Some Criticism of the Critics
The Omaha World-Herald published some comments this week from former Husker basketball players Andy Markowski and Beau Reid that were hardly enthusiastic about the Tim Miles hire. As former players during some of Nebraska's better years, they certainly have the right to an opinion. They also understand college basketball and NU basketball better than most. Still, their arguments don't necessarily make the strongest case why Miles shouldn't have been hired.
Criticism #1: On paper, he looks like Barry Collier and Doc Sadler did when they were hired.
That's true. But on paper, so did Mike Krzyzewski. In fact, Coach K probably looked worse. Nebraska was in no position to hire Billy Donovan away from Florida. What you want is the next Coach K. or Donovan and both of those guys came from smaller programs without much postseason success to speak of.
Criticism #2: We hired a program-builder not a program changer.
What exactly has Nebraska built to date? Sure, if this were the waning days of the Danny Nee era, you could be positioning the team to take the next step. But it's been 12 years since Nee left. This isn't a program looking to hire Phil Jackson to finish a job that Doug Collins started. This is more like Kansas State hiring Bill Snyder back in 1989. Someone who can take a program without much history or any kind of resources advantage and make them competitive. Someday, I'd love to be in the position to complain that our coach can't get us past the Sweet 16. For now, I'll take someone that can get us an 11-seed.
Criticism #3: We needed to hire somebody that got everybody to stand up and take notice.
Well, the Huskers could have cast their lot with Bobby Knight, Nolan Richardson, or some other big name that upon closer scrutiny doesn't make much sense.

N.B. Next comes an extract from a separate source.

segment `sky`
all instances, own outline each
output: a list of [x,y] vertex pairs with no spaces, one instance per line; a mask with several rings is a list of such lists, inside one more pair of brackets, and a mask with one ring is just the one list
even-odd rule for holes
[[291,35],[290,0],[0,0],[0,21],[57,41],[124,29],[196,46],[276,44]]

But what does that buy you? Bill Callahan was two years removed from a Super Bowl. How did that work out? Was Tom Osborne the biggest name available when Bob Devaney retired? Isn't the right guy a lot more important than the famous one? You could go back to the Coach K. example or any number of other unknowns who panned out in a big way. If anything, the big name should set off red flags more than a guy who's just managed to quietly climb the ranks by improving his teams year after year.
The arguments against Miles don't guarantee failure, just as the arguments for him don't guarantee success. But there was no "can't-miss" hire available. Nebraska had to make a good bet, and a consistent winner in a number of environments that's found gems in the Midlands before seems as good as any.